- TL;DR: In this work multi-document, extractive summaries have been obtained using supervised learning algorithms in the well-known DUC 2002 corpus
- Keywords: extractive summarization, supervised learning, embeddings
- Abstract: In this work multi-document, extractive summaries have been obtained using supervised learning algorithms. The methodology has three steps: the pre-processing step which filters irrelevant words and reduces vocabulary using stemming, the representation step which transforms sentences into vectors and the classification step which selects sentences for the summary. We used pre-trained sentence embeddings, naïve Bayes classifier, and artificial neural networks. The performance measures were recall, precision, accuracy and F1 score for the classifiers and ROUGE-n measure for quality of the summaries.

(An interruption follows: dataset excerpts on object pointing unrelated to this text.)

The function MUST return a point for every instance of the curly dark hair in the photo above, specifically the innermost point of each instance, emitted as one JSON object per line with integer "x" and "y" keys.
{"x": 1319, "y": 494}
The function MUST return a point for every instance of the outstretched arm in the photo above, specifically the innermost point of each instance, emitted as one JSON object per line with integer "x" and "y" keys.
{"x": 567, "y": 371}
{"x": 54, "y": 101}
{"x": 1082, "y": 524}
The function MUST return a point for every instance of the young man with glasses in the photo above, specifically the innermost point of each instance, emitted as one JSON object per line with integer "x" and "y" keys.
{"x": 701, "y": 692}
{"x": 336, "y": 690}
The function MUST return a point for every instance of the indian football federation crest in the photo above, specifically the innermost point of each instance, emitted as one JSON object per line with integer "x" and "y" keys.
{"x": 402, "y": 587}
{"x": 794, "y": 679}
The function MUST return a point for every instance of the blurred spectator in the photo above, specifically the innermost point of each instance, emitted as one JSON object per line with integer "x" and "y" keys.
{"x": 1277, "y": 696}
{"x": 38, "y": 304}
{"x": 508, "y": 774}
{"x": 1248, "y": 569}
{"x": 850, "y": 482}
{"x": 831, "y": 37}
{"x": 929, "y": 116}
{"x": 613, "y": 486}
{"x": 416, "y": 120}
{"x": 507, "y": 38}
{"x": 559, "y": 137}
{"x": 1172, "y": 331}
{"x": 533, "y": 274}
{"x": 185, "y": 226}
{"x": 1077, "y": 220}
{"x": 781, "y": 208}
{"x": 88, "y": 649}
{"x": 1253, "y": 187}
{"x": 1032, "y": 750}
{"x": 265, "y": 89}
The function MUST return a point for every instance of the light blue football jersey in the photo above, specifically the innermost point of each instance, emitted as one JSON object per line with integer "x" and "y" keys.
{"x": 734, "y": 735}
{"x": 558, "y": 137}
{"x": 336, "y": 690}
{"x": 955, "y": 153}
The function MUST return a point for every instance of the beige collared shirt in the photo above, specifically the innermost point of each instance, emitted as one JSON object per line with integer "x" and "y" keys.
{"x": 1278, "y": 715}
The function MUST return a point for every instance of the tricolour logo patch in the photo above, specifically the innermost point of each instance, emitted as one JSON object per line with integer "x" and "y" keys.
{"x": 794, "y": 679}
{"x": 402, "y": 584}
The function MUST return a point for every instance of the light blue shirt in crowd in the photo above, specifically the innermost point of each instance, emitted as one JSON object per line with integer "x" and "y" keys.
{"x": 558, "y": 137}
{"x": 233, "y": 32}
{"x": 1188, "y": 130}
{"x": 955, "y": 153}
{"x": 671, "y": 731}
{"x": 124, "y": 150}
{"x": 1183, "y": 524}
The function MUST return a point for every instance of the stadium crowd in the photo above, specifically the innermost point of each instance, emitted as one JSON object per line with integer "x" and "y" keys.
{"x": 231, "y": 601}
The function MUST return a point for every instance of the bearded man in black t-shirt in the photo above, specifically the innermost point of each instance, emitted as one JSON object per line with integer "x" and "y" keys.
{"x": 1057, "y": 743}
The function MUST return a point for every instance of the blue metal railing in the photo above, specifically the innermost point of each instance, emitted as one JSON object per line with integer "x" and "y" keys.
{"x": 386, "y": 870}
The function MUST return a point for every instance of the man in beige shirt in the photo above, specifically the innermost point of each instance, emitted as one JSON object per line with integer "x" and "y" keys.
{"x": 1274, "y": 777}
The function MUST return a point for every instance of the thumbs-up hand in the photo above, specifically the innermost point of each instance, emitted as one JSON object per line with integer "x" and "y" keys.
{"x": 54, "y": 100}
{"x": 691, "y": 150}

The performance of the classifiers was higher than 70% in accuracy, precision, recall, and F1 score; whilst the summary quality surpassed the state of the art. Nevertheless, the classifier performance is not related to the summary quality because different measures were used to quantify summary quality and classifier performance; sentence embeddings and word overlapping were used in classifier task and summary quality, respectively. It is important to highlight that n-gram overlapping is the basis of measures for intrinsic summary quality, such as ROUGE-n, which is relevant while comparing performance between different works in the state of the art. We believe that using word embedding combined with n-grams as inputs to the classifiers is an interesting direction for further research.